Analytics Models Version Control

Yes

With the advent of faster and cheaper hardware, and owing to vast improvements in connectivity such as Gigabit networks and 5G, data is collected and processed at an ever increasing pace. As such, there is a related need for the Analytical Models built on top of such data to evolve over time. As part of this evolution, modelling experiments with more data, new variables, new techniques, and different training parameters will be performed. The resulting models need to be tracked, monitored, and appropriate versions need to be used for scoring in various scenarios. This creates the need for version control of Analytical Models.

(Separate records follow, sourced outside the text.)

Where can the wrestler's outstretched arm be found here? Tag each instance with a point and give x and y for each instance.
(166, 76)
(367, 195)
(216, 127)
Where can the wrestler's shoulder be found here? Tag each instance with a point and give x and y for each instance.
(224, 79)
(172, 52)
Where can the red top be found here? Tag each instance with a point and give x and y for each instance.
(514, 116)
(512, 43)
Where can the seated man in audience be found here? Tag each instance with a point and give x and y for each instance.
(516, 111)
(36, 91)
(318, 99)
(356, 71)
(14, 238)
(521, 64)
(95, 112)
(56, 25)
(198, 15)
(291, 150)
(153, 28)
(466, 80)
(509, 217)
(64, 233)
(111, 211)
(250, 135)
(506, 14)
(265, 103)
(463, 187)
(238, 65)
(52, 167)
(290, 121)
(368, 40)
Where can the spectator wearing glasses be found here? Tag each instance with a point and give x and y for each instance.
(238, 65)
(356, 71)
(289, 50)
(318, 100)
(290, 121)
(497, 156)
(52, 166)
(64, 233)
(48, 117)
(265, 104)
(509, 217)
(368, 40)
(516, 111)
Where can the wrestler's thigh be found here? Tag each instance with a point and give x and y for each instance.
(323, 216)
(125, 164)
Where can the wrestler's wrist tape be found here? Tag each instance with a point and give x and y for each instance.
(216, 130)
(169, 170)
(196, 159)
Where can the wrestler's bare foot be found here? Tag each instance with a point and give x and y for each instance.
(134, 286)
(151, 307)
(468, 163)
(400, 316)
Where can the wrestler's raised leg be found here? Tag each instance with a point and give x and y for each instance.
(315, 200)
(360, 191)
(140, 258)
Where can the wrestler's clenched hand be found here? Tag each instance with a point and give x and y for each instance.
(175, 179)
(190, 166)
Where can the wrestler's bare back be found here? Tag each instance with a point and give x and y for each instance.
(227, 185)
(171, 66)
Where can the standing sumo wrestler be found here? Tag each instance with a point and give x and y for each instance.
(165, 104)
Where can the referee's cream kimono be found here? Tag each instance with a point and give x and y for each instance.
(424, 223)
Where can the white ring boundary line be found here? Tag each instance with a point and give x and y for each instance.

ThingWorx Analytics makes it easy to implement an “Analytics Model Version Control” system via two mechanisms:

A job Id and timestamp based identification system, so if a model with the same jobName (model name) is retrained, the old model will still exist and can be easily retrieved
A tagging mechanism for the above jobs

Before using the above techniques to version control Analytics Models, it is critical to decide what represents “the same model” to be versioned. Unlike in the world of Software Engineering where the concept to be versioned is a file / folder that evolves over time, in the world of Analytics Models, there could be several, potentially customer specific definitions. For example, one definition could be “same training parameters, but trained on the latest, most comprehensive data available”. Yet another, more relaxed definition could be “any training parameters, but same training dataset and goal” or even “any training parameters, on any historical version of the training dataset”.

Once this concept is agreed upon within the customer's organization, and if training is done in a ThingWorx service by calling the APIs, for a given jobName (model name) one can simply query the tags for a LatestVersion type tag, increment, and create the new model with the same jobName and incremented tag. Any model version with the same jobName and its corresponding performance metrics can then be accessed using the tag. Additional tags (such as techniques used, dataset version, etc) can be added if desired to make retrieval of context dependent models more efficient.